Relationships require a healthy balance of giving and taking, reciprocity, respect, commitment and effort but sometimes that’s not the case. Sometimes we find ourselves in relationships where we’re constantly overextending ourselves to other people as they do the bare minimum. We do that out of love or wanting to feel needed or trying to prove our commitment to the other person but whatever the reason is, it rarely gives us what we need in return, if anything, it leaves us feeling empty and unappreciated.
I’ve seen a pattern where people do that repeatedly in different relationships and expect different results. The problem, I’ve realized, seldom lies in the other person but it mainly lies in us. In how we teach people how to treat us, in what we allow and accept and what we don’t, and in setting clear boundaries and standards for others to respect. I’m not saying that it has to be an equal give and take but it has to be mutual, reciprocal and leaves you feeling satisfied and content instead of frustrated and undervalued.
We often hold on to relationships that are not working for us just because we don’t have faith in ourselves that we can find the love we want. We’re afraid to repeat the cycle all over again. We don’t want to lose the people we care about or risk changing the dynamic of the relationship but that’s exactly where the problem is. The ‘dynamic’ we’re afraid to change is exactly the one we need to drop because it hasn’t yielded the outcome that we want. Our patterns are not working for us and continuing to change partners, not patterns will only create more of the experiences that haven’t worked.

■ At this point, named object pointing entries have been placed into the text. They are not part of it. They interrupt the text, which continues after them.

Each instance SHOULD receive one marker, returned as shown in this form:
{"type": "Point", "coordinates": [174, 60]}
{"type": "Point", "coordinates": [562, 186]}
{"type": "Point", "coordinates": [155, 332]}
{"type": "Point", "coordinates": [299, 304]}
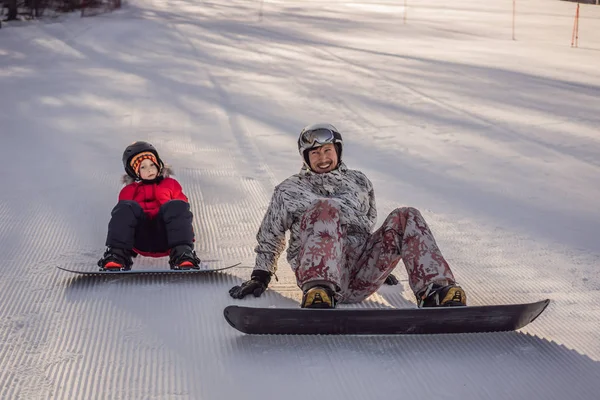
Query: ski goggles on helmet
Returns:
{"type": "Point", "coordinates": [319, 136]}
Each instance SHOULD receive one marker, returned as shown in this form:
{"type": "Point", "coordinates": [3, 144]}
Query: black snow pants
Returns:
{"type": "Point", "coordinates": [129, 227]}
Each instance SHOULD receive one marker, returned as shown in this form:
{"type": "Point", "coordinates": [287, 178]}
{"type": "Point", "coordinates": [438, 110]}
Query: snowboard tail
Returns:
{"type": "Point", "coordinates": [470, 319]}
{"type": "Point", "coordinates": [204, 268]}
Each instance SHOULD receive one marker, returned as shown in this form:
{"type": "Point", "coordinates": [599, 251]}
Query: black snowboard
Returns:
{"type": "Point", "coordinates": [149, 271]}
{"type": "Point", "coordinates": [297, 321]}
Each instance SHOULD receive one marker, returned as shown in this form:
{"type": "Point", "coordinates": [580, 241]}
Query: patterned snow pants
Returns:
{"type": "Point", "coordinates": [359, 264]}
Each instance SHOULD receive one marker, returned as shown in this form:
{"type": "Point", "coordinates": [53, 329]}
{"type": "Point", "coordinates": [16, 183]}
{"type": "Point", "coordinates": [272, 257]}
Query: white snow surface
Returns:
{"type": "Point", "coordinates": [495, 140]}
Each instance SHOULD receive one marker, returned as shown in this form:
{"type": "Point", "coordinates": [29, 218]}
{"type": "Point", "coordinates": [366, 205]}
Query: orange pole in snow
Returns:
{"type": "Point", "coordinates": [514, 15]}
{"type": "Point", "coordinates": [575, 37]}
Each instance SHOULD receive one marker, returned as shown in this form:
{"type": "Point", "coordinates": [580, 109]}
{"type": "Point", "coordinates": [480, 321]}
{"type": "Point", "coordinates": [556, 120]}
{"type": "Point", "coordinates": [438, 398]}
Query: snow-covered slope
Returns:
{"type": "Point", "coordinates": [495, 140]}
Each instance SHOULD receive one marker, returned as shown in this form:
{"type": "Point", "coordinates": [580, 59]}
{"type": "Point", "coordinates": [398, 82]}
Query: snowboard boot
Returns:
{"type": "Point", "coordinates": [115, 259]}
{"type": "Point", "coordinates": [435, 295]}
{"type": "Point", "coordinates": [318, 297]}
{"type": "Point", "coordinates": [183, 257]}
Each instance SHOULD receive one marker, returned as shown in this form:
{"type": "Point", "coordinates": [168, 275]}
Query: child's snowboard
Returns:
{"type": "Point", "coordinates": [204, 268]}
{"type": "Point", "coordinates": [297, 321]}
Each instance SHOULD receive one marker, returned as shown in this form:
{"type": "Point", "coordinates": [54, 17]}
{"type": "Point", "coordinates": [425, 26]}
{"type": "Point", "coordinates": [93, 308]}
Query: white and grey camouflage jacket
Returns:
{"type": "Point", "coordinates": [292, 197]}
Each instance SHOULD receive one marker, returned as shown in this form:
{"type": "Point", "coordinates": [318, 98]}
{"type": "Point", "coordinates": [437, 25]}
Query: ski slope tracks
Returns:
{"type": "Point", "coordinates": [495, 140]}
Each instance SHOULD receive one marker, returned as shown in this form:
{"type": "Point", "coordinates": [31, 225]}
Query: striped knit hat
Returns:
{"type": "Point", "coordinates": [136, 161]}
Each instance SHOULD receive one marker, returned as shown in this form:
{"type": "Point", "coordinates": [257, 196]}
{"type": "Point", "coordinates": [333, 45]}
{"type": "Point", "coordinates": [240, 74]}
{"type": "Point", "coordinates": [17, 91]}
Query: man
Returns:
{"type": "Point", "coordinates": [330, 213]}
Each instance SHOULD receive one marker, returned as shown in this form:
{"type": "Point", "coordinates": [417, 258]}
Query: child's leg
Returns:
{"type": "Point", "coordinates": [125, 217]}
{"type": "Point", "coordinates": [404, 235]}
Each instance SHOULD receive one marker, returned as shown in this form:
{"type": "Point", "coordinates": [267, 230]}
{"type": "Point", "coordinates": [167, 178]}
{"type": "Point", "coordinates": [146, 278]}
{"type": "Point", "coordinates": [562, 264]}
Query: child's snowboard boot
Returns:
{"type": "Point", "coordinates": [115, 259]}
{"type": "Point", "coordinates": [183, 257]}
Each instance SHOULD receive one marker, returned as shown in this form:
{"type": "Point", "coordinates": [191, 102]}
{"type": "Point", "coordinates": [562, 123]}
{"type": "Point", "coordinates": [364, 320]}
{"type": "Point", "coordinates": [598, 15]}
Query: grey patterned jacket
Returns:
{"type": "Point", "coordinates": [292, 197]}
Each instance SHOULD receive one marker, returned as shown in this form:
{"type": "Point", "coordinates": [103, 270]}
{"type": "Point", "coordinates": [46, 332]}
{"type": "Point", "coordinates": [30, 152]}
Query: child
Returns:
{"type": "Point", "coordinates": [152, 217]}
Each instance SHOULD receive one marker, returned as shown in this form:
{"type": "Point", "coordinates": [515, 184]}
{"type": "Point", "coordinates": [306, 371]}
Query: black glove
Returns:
{"type": "Point", "coordinates": [391, 280]}
{"type": "Point", "coordinates": [256, 285]}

Sometimes this also signifies that we may have a deeper wound we need to attend to, a part of us that still needs healing. Maybe it’s something related to our childhood or how we perceived love that triggers us to attract partners who don’t go the distance or match our efforts but it’s always beneficial to choose the road less traveled and work on these issues instead of succumbing to the circumstances and trying to be the only person moving the relationship forward.
Therapy can always help us get to the root of these issues and uncover the underlying problems that keep us stuck in the same vicious cycle so we can learn how to pick healthier patterns in our future relationships and avoid the old ones. Don’t be afraid to have expectations or set boundaries in your relationships and don’t be afraid to walk away if you’re the one doing all the work in your relationships. This is how you break the cycle. This is how you change the pattern.